Le Thunder n' a jamais l'air aussi fragile que lorsque ses joueurs forcent des isolations après avoir encaissé plusieurs paniers. Au lieu de construire pour trouver un tir facile, ils veulent rapidement casser la lancée de leur adversaire en fonçant dans la raquette adverse. Le meneur d'OKC limite la casse à mi-distance mais Duncan débarassé de Perkins répond facilement par un lay-up. 103-101 et 50 secondes au chrono. James Harden prend les choses en main et travaille Leonard à coups de cross-over, place le pas en arrière pour gagner un peu d'espace et décoche un trois points salvateur. Cinq points d'écart et un temps mort, à peine de quoi respirer pour les jeunes éclairs.

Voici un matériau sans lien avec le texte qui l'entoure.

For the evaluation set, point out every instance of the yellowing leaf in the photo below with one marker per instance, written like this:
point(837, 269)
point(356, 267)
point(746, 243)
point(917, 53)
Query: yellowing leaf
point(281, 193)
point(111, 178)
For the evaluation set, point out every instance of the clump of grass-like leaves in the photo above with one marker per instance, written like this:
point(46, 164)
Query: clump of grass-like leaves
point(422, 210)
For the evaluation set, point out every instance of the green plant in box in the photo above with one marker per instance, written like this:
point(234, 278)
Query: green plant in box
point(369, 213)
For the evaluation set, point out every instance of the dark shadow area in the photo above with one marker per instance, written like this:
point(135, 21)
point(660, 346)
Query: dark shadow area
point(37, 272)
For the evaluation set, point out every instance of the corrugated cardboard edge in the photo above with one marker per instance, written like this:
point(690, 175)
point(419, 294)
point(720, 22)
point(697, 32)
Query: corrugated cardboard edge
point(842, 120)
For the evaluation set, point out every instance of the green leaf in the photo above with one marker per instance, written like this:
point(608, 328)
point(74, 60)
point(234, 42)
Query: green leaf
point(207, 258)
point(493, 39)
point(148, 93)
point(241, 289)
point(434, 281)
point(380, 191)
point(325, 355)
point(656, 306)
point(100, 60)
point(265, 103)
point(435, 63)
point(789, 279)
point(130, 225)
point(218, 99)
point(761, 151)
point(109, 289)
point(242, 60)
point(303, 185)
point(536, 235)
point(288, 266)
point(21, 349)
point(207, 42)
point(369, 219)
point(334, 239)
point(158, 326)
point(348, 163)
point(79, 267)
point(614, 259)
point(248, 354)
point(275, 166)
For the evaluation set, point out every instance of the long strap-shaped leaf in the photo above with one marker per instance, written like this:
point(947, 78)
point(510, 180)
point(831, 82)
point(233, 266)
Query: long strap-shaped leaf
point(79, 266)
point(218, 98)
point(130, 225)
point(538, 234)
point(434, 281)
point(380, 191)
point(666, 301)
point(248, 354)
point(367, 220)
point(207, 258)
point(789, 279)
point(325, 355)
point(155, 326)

Ginobili, auteur de 34 magnifiques points ce soir-là, redonne une dose de stress aux visiteurs avec d'emblée un double-pas désarticulé dont il a le secret. San Antonio met une grosse pression sur le porteur de balle dès l'engagement et Sefolosha finit par faire sortir le ballon. Les hôtes peuvent égaliser à trois-points, et c'est évidemment Manu l'Argentin qui prend un tir en sortie d'écran. Raté et la balle sort pour le Thunder. Il ne reste plus qu'une remise en jeu à faire et OKC tient son exploit, Durant reçoit la balle et scelle le score alors que Duncan se prend la tête sur le banc. 108-103 et une grosse surprise, par le résultat mais aussi par la manière.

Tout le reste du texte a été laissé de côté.